The satellite reports each run with a result message:

{
type: "result";
configId: string;
systemId: string;
status: HealthCheckStatus;
latencyMs?: number;
result?: HealthCheckRunResult; // typed for parity with the local executor
executedAt: string;
}

The core forwards accepted results to healthcheck-backend’s ingestSatelliteResult, tagged with the satellite’s id and a human-readable source label, so a satellite-collected result is recorded exactly like a locally-executed one. If the connection drops, the client buffers results in a bounded FIFO ring and flushes them on reconnect, so a brief network outage does not lose data.

A satellite may only report results for the (configId, systemId) pairs it is actually assigned. The handshake proves WHICH satellite is connected; this check proves WHAT it may report for. On connect (and on every config_updated push) the handler builds a per-connection set of the satellite’s assigned (configId, systemId) pairs. Each inbound result is checked against that set; an unassigned pair is logged and the single message is dropped - the socket is not closed, so a stale cache right after a reassignment self-corrects on the next push without tearing down legitimate results.

Without this authorization, a compromised satellite could forge health data for any system: suppress a real outage, raise false alarms, or inject payloads into charts and aggregates. The per-connection set is pod-local transport bookkeeping (declareNonReactiveState); the authoritative assignment set lives in the durable healthcheck tables and is re-read on every push.

The satellite sends a heartbeat every 15 seconds; the core treats it as offline after 45 seconds (three missed beats). The single durable source of truth for liveness is the lastHeartbeatAt column on the satellites table: the reactive satellite-connection entity’s status and lastSeenAt are computed on read from it, so the entity is globally consistent from any pod and self-heals - a stale row reads offline once the heartbeat ages past the threshold, even if the pod that owned the socket crashed without writing offline. The pod-local live-socket registry exists only to route control messages (config pushes, script-package refreshes, shutdowns) to a socket this pod physically holds; it is transport infrastructure, never the queryable state.

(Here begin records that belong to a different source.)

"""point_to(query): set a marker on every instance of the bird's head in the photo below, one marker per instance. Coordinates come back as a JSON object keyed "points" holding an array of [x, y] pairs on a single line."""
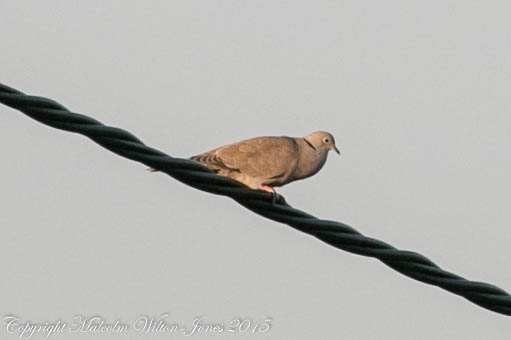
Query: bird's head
{"points": [[322, 140]]}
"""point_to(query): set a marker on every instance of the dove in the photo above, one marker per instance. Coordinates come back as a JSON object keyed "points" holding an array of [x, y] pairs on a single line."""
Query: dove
{"points": [[262, 163]]}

Beyond assignments and results, the core can push:

  • config_updated - the refreshed assignment set after any change.
  • refresh_script_packages - reconcile to a new script-package lockfile hash (best-effort liveness; the assignment-carried hash is the durable backstop).
  • sandbox_policy - the new global sandbox policy on change (push-on-change relay; the policy in authenticated is the durable backstop).
  • script_package_manifest / script_package_blob - replies to the satellite’s content-addressed package-sync requests, so the satellite pulls packages from the core over the authenticated channel rather than a separate HTTP surface.
  • shutdown - sent on token revocation; the satellite disconnects cleanly.